Ahmedabad, March 31: Haren Pandya’s death has revived the spectre of dissidence in Gujarat BJP against chief minister Narendra Modi and sent Vishwa Hindu Parishad leaders scurrying for more security fearing a Godhra-riot backlash.

Within 48 hours after Pandya’s murder, 30-odd dissident MLAs, mostly former chief minister Keshubhai Patel’s supporters, met secretly twice. The meetings, said a senior leader, were an indication of the “popular mood in the party which might turn into an anti-Modi wave’’.

The rebel MLAs met on the pretext of paying homage to the slain leader. Instead, they discussed their security concerns, the party high command’s failure to listen to their grievances and the state leadership’s refusal to pay heed to their representation.

Shaken by the murder, the MLAs from the state’s north, south and Saurashtra regions brought up Pandya’s banishment into oblivion by Modi. At least three former ministers and an incumbent minister were present at the meetings, sources said.

Pandya had earned Modi’s displeasure over comments to the media on the Godhra riots, provoking the chief minister into denying him a renomination from Ellisbridge constituency. Pandya had won the seat three times.

Modi had even defied the party high command to put his foot down on denying Pandya a poll ticket. At the rebel meetings, the MLAs criticised Modi for his “vindictive attitude’’.

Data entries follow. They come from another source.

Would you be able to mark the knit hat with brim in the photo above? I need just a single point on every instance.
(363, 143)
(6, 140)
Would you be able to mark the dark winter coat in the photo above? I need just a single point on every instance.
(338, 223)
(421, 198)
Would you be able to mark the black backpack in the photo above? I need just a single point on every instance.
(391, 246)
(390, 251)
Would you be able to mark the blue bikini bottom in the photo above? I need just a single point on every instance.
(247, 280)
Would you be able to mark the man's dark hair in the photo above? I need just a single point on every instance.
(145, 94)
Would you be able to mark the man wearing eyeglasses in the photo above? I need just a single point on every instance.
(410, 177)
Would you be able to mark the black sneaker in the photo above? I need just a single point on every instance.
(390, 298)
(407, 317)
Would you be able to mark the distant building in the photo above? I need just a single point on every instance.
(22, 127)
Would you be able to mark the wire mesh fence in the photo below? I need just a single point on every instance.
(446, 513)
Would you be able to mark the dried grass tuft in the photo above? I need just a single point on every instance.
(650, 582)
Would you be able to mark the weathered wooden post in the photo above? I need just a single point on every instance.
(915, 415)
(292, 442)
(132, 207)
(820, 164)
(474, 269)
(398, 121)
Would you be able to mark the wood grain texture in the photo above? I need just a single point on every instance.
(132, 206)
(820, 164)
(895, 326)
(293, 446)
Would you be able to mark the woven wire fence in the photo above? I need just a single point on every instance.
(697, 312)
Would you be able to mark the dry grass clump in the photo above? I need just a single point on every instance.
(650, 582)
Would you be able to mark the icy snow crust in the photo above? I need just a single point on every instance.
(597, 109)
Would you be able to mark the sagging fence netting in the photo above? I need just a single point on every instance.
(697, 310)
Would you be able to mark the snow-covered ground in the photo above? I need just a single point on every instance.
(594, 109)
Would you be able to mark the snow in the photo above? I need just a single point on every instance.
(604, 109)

If Modi’s unassailable position in the party has now been breached, Sangh parivar leaders are feeling equally “vulnerable” after Pandya’s assassination.

Several VHP leaders feel particularly threatened because of their “questionable role” in the post-Godhra riots. Some of them were even named in the FIRs lodged by riot victims. One such leader, the VHP’s Jaideep Patel, was attacked for his alleged role in inciting riots.

VHP international general secretary Praveen Togadia — the only other Gujarat leader apart from Modi enjoying Z-plus security — met the chief minister and home minister Amit Shah, seeking adequate cover for “vulnerable” leaders and more security across the state.

“Mafia and terrorist elements are out to disturb the peace,” Togadia reportedly said.

VHP state general secretary Dilip Trivedi said: “We have requested the government to provide security to all those who could be targeted by jihadi elements.” “So far, Jaideep Patel is the only VHP state leader who has been provided security as none of us has received any threat,’’ he said.

Modi, unsettled by the rebels’ renewed activism, has launched a damage-control exercise. He has directed ministers, in charge of certain districts assigned to them, to attend to the grievances of BJP MLAs from their region.

Modi has also initiated a process to assess the threat perception to Sangh leaders.

Gujarat BJP chief Rajendra Sinh Rana welcomed the move because he had asked the state to provide security to any leader who felt threatened.

The Congress, however, took a dig at the exercise. Party spokesman Hasmukh Patel said: “The Congress leaders do not require security cover as we do not indulge in any activity that invites hostility.’’

The chief minister’s attempts to pacify rebels follows not only their meetings, but also the palpable resentment of party workers when they raised slogans against him outside VS Hospital where Pandya was rushed after the attack.

Even deputy prime minister L.K. Advani and BJP president M. Venkaiah Naidu, who were present, had sensed the anger.

Modi’s emphatic Assembly poll victory last year had muffled all rebel murmur though many of his men disapproved of his “autocratic style of functioning”.